The Arirang 3 attached to the rocket
Korea successfully launched its third multipurpose practical satellite on May 18 at 1:39 a.m. from the Tanegashima Space Center in Japan.

"The Arirang 3 has deployed its solar panels, and begun operations in earnest, communicating with a ground station," announced the Ministry of Education, Science and Technology and Korea Aerospace Research Institute (KARI) on May 18 in an official statement about the successful launch of the satellite.

The Arirang 3 was contained in the rocket H2A which also carried three Japanese satellites. Among the four satellites in the rocket, the Arirang 3 was the first to separate from the rocket, at an altitude of 676.35 kilometers over the ocean southeast of the Philippines. After it separated, it began a five-minute procedure to deploy its three solar panels and at 2:18 a.m. successfully made contact with the satellite ground station Trollsat. Its second contact was made with the Svalbard Satellite Station in Norway.

The satellite is in orbit 685 kilometers above the Earth's surface. It will complete one orbit around the Earth every 98 minutes, which is 14 times a day.

The satellite is equipped with an optical camera with a resolution of 70 centimeters, which is the highest current resolution for civilian cameras used in observing environmental, meteorological, and maritime phenomena.

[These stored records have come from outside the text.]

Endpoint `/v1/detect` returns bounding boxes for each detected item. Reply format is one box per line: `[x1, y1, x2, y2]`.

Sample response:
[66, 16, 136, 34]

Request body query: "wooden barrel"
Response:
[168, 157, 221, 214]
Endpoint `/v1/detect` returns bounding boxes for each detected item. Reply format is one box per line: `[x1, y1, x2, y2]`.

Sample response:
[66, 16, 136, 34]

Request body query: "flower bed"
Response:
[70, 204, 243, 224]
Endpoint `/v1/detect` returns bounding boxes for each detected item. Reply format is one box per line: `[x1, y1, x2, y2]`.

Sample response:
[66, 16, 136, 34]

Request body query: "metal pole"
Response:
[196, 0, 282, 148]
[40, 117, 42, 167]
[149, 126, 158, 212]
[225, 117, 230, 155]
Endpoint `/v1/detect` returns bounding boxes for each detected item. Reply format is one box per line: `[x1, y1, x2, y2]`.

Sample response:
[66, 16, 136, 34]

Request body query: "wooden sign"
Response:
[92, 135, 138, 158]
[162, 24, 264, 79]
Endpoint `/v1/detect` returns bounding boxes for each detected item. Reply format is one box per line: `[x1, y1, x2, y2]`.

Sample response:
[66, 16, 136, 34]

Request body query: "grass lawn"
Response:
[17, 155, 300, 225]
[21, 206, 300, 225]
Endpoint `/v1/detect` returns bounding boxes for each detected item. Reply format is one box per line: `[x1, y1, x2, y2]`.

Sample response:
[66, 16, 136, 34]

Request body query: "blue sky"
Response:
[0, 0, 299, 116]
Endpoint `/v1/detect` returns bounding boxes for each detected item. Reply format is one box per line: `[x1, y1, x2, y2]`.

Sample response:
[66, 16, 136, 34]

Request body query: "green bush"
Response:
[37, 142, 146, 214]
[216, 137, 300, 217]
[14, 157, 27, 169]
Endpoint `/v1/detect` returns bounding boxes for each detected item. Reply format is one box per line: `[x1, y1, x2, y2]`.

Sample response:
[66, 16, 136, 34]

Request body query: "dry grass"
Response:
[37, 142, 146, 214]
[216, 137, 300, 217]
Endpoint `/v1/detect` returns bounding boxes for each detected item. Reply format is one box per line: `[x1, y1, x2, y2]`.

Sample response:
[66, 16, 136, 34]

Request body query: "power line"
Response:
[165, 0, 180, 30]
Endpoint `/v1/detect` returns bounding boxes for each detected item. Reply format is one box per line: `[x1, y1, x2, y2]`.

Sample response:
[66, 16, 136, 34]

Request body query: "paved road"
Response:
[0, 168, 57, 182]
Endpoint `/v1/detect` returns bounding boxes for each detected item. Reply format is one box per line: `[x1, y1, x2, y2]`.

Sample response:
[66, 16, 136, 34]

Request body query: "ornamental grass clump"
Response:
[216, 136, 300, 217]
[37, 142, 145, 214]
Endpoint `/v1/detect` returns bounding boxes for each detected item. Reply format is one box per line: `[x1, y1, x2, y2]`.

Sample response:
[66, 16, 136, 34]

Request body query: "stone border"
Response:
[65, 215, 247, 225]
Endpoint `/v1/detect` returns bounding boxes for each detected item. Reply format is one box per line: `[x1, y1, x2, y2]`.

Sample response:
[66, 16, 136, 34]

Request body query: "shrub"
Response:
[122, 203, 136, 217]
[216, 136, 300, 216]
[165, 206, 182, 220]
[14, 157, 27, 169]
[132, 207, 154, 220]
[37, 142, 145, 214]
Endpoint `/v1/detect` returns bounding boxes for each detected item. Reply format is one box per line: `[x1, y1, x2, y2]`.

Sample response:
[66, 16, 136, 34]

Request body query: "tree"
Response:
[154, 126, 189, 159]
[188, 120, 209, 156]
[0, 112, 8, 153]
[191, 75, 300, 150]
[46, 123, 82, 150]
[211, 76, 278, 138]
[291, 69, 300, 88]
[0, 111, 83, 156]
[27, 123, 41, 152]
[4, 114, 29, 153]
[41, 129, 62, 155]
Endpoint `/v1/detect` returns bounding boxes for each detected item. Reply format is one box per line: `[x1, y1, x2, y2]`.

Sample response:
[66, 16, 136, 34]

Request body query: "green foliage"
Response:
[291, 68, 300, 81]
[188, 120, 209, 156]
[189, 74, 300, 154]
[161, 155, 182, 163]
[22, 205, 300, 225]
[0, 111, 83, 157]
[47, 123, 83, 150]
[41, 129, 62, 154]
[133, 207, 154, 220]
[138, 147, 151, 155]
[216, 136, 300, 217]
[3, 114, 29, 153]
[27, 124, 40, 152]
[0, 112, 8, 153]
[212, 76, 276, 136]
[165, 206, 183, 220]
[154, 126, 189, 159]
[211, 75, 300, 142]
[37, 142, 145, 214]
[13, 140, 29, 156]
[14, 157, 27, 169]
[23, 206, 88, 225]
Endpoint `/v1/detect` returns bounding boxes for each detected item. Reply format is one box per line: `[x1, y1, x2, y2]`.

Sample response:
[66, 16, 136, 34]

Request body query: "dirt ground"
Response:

If taking a black-and-white picture, the satellite camera recognizes objects of 70 by 70 centimeters as one dot, explains KARI At that level, it can be used for identifying types of vehicles or direction marks on a road. (The Arirang 3 attached to the rocket, photo courtesy of the Ministry of Strategy and Finance.)

The Arirang 3 will observe the Earth including the Korean Peninsula for the next four years, enabling Korea to make 3-dimensional maps and survey damage or monitor situations in the event of natural disasters.

Thanks to the successful launch of the Arirang 3, Korea became the fifth country that possesses a sub-meter-level Earth-observing satellite following the U.S., Russia, France, and Israel.

The development project of the Arirang 3 began in 2004, co-supported by the Ministry of Education, Science and Technology and the Ministry of Knowledge Economy along with the participation of related companies such as Korea Aerospace Industries, Korean Air, Hanwha, and Doowon Heavy Industrial.

Currently, Korea operates three satellites including the multipurpose satellites Arirang 2 and 3, and the communications, ocean, and meteorological satellite Cheollian, along with privately operated satellites the Mugunghwa-5, Olleh 1, and Hanbyul.